North Korean Attribution
SentinelLabs attributes Gaslight to North Korean threat actors with high confidence. Apple XProtect rule MACOS_BONZAI_COBUCH flags the primary sample, and a sibling sample is caught by the AIRPINK rule. Both detection families are associated with DPRK operations in prior SentinelLabs research. The malware family fits an established pattern of DPRK-linked macOS backdoor development targeting security researchers, developers, and organisations with access to sensitive systems.

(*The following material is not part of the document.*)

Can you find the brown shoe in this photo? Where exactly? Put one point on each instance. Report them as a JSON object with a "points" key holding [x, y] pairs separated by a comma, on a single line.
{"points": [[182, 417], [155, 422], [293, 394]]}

Why This Matters Beyond the Sample
Security teams building LLM-assisted malware triage pipelines, and there are many doing exactly that right now, need to treat this as a design prompt, not just an IOC to block.
The attack surface Gaslight targets is the growing assumption that raw sample contents can be safely passed to language models for analysis. They can’t. Sample data is adversarial input by definition, and Gaslight demonstrates that threat actors have noticed the gap and are actively exploiting it.
SentinelLabs’ defensive guidance is practical: isolate malware data from model prompts completely. Filter content before it reaches an LLM. Build pipelines that can’t be redirected by embedded text payloads, regardless of how those payloads are formatted.
For detection today: the SHA-256 hashes in the SentinelLabs report cover the main sample, a sibling BONZAI sample, the Python payload, and the bash installer. Apple XProtect already covers the broader DPRK family.
References
Frequently Asked Questions
- How do the fake system messages actually fool AI analysis tools?
- The 38 fabricated messages are formatted to look like legitimate LLM triage scaffolding, complete with system-role framing and plausible error scenarios: token expiration, out-of-memory events, disk exhaustion, pipeline failures, SQL injection alerts. When a security team feeds the malware sample to an AI triage harness, the model encounters these messages as part of the sample content and, depending on how the pipeline is built, may treat them as operational context rather than hostile data. The goal is to push the LLM into truncating, aborting, or misreporting its analysis.
- What does Gaslight steal, and how does it communicate with its operators?
- The embedded Python stealer harvests browser credentials from Chrome, Brave, Firefox, and Safari, plus macOS keychain copies, terminal command histories, running process lists, and full system profiler output. All of this goes back to operators via a Telegram Bot API C2, encrypted with AES-GCM and using certificate pinning. The malware self-redacts its own bot tokens in runtime output, a deliberate OPSEC measure to prevent credential exposure if the sample is caught and analysed.
- What should teams building LLM-assisted analysis pipelines do right now?
- SentinelLabs' core guidance is to treat malware sample contents as adversarial input at all times, never as instructions. That means isolating raw sample data from model prompts, adding content filtering before LLM processing, and building pipelines that can't be redirected by embedded text payloads. For detection, the SHA-256 hashes published in the SentinelLabs report are available now, and Apple XProtect rules MACOS_BONZAI_COBUCH and AIRPINK already flag the broader DPRK malware family this sample belongs to.